Oak Ridge, TN
September 5 ,2019
Time: 3:00 P.M.
Location: Building 4100, Conference Room J302
High order methods are known to be unstable when applied to nonlinear conservation laws with shocks and turbulence, and traditionally require additional filtering, limiting, or artificial viscosity to avoid solution blow up. Entropy stable schemes address this instability by ensuring that physically relevant solutions satisfy a semi-discrete entropy inequality even in the presence of under-resolved solution features and inexact quadrature. The construction of entropy stable methods has traditionally relied on equivalences between “collocation” discontinuous Galerkin (DG) methods and summation-by-parts (SBP) finite differences.
We present a more general framework for constructing entropy stable schemes based instead on a “modal” finite element formulation and apply it towards the construction of stable high order DG methods and reduced order models for the compresssible Euler and Navier-Stokes equations.

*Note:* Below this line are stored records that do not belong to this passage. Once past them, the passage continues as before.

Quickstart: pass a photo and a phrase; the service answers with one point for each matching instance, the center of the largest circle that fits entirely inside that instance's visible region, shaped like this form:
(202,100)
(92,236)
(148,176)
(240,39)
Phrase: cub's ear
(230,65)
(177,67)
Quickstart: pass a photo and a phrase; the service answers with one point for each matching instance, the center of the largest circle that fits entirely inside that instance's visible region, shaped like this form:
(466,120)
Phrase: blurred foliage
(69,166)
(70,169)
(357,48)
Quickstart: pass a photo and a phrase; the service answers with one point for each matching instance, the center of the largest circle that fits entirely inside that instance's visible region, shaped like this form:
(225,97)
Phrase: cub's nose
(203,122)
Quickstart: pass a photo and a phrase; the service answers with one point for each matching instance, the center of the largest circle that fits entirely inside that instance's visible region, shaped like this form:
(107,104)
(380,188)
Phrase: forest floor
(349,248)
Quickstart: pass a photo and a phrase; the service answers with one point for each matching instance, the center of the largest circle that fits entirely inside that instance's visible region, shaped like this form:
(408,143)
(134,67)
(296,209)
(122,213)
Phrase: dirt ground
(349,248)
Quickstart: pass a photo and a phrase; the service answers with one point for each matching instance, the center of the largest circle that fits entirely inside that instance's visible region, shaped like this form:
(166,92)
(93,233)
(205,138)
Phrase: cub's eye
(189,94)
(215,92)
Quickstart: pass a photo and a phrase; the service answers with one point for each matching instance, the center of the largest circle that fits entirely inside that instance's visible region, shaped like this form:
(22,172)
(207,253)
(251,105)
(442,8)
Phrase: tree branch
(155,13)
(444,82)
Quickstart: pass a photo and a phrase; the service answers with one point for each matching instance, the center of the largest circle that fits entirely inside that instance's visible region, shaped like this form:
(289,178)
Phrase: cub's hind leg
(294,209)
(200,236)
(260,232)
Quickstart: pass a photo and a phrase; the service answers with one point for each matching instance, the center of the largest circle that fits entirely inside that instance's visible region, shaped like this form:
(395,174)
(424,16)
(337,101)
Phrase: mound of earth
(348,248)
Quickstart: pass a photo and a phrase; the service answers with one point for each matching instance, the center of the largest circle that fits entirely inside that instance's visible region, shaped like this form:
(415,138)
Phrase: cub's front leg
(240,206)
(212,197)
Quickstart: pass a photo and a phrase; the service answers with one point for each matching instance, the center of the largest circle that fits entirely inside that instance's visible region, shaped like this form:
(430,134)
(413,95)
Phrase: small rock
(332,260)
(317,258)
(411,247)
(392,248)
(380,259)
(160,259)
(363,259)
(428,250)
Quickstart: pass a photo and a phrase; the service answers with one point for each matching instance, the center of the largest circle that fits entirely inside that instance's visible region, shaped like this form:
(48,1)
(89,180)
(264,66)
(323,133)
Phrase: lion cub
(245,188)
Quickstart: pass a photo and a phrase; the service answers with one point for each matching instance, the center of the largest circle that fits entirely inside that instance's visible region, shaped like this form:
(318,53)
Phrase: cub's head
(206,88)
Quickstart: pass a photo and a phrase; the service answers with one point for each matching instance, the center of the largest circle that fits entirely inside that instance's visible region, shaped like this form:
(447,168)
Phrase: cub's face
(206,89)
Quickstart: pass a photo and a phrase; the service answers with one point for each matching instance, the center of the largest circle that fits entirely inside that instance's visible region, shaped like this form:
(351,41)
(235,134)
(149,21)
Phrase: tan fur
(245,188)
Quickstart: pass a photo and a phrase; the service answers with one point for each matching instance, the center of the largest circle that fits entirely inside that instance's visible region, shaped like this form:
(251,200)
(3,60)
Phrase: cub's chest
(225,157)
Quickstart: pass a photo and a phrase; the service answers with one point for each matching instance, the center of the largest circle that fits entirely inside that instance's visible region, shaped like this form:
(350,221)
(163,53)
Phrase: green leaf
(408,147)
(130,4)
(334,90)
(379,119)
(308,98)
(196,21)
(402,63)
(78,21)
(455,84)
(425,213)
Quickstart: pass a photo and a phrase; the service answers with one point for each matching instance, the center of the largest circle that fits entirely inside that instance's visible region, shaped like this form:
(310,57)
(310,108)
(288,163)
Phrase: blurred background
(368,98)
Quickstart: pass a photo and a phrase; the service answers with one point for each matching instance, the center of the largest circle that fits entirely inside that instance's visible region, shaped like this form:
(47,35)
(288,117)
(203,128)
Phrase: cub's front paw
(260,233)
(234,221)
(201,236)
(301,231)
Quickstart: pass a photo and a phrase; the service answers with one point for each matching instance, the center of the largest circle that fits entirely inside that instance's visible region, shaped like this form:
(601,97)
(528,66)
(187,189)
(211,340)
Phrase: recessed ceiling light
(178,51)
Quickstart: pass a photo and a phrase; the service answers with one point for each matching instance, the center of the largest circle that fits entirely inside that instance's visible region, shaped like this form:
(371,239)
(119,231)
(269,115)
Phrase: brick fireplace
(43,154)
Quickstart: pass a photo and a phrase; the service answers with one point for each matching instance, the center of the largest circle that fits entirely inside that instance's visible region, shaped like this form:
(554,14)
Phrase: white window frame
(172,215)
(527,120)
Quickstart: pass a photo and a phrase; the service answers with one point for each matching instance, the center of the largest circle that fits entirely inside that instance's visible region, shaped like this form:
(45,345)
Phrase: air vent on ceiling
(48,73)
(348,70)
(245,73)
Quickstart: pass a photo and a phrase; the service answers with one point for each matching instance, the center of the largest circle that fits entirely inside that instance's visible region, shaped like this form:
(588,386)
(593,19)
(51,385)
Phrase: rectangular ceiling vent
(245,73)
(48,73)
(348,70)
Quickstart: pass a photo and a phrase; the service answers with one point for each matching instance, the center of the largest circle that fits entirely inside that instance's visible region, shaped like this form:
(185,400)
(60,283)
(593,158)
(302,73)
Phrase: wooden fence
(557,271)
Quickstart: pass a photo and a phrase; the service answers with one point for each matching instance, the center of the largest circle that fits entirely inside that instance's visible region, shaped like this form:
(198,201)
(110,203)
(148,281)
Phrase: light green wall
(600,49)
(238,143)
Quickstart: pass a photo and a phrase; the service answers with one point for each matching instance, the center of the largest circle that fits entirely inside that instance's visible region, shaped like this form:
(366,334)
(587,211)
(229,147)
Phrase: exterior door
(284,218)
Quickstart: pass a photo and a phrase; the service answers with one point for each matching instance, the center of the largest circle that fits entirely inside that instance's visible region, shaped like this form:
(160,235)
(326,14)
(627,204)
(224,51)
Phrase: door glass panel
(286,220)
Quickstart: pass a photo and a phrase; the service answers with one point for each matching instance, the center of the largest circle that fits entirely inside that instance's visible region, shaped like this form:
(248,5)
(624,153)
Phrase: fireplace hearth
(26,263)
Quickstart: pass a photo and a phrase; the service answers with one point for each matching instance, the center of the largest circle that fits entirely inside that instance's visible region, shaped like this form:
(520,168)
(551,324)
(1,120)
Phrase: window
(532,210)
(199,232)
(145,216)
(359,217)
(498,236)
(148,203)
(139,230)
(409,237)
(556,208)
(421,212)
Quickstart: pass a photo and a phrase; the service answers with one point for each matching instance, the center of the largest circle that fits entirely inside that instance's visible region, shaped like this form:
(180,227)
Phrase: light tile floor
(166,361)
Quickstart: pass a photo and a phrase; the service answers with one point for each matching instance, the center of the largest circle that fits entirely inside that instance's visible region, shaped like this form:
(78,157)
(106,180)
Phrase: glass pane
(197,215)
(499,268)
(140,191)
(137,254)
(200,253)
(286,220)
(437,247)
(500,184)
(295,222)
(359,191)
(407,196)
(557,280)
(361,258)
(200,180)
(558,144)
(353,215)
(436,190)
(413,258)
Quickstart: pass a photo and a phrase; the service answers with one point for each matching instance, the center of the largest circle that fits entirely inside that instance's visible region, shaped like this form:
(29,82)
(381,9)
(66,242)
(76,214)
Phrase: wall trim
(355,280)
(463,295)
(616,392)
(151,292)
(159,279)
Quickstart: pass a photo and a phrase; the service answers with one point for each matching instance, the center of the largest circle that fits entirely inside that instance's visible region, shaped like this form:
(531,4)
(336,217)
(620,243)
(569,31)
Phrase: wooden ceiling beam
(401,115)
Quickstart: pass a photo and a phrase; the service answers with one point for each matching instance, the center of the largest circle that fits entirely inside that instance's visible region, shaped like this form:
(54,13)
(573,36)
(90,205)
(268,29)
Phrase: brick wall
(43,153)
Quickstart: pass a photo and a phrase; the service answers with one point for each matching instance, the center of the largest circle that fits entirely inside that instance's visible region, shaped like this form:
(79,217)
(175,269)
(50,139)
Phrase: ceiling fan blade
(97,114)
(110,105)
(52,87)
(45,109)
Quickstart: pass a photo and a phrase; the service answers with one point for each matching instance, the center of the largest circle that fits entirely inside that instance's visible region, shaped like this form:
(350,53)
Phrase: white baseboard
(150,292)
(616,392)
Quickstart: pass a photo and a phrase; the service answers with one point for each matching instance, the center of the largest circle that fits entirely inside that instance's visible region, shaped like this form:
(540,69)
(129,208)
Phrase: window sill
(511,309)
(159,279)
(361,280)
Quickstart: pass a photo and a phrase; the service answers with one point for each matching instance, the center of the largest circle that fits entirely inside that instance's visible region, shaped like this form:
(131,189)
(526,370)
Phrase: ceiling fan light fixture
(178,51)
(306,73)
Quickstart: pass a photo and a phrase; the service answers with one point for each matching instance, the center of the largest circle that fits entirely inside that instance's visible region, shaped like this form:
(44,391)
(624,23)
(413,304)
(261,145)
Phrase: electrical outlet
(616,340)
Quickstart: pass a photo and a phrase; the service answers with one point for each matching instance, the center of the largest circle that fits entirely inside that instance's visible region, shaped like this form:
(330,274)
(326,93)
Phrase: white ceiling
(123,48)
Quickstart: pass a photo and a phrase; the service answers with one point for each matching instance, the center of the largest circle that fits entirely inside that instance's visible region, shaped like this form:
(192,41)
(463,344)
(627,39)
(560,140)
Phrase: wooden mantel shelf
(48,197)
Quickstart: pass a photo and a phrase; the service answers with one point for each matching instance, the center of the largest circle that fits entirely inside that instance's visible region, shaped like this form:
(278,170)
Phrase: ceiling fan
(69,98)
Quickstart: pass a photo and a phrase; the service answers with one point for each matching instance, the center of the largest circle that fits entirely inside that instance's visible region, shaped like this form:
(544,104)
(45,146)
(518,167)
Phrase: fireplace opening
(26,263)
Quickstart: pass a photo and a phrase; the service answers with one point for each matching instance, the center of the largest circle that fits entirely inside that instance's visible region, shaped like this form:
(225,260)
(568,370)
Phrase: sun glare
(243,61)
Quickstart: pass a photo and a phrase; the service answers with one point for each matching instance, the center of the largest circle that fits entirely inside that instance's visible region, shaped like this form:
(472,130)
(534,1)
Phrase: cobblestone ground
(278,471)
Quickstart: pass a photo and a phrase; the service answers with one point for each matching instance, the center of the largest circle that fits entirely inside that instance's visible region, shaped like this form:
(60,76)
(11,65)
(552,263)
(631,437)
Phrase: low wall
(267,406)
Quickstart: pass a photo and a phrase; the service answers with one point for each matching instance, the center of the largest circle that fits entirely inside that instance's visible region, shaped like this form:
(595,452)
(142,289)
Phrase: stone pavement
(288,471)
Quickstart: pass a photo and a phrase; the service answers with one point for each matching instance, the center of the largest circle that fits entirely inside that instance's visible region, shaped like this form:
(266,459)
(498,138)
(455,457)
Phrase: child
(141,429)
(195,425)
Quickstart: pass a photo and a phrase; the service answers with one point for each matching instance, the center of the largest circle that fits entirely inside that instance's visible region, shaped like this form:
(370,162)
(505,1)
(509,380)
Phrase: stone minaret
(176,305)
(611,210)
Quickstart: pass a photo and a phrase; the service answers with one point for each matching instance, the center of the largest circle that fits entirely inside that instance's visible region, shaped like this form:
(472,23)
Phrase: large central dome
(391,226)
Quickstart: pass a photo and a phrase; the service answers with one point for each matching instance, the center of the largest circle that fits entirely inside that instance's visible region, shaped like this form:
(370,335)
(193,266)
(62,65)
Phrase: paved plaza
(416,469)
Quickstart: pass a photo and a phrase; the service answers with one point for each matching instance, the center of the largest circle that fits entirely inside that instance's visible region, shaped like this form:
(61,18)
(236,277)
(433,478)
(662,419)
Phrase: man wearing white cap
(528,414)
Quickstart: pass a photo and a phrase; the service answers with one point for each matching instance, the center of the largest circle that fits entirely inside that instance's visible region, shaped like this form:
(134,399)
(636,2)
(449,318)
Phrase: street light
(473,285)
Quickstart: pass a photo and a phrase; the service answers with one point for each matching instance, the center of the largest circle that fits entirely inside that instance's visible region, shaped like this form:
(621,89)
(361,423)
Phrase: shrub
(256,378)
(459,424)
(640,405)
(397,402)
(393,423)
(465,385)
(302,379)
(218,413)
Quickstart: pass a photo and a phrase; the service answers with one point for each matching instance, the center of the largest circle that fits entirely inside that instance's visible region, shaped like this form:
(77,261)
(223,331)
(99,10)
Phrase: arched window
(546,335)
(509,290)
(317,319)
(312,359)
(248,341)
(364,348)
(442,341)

Jesse Chan is an assistant professor in the Department of Computational and Applied Mathematics at Rice University. He received his PhD in Computational and Applied Mathematics from the University of Texas at Austin in 2013 working on high order adaptive finite element methods for steady compressible fluid flows. He served as a Pfieffer postdoctoral instructor at Rice University from 2013-2015, and as a postdoctoral researcher at Virginia Tech from 2015-2016 before returning to Rice as faculty in 2016. His research focuses on accurate and efficient numerical solutions of time-dependent partial differential equations. His recent work has focused on the construction of provably stable high order methods for wave propagation and fluid dynamics and their implementation on Graphics Processing Units (GPUs).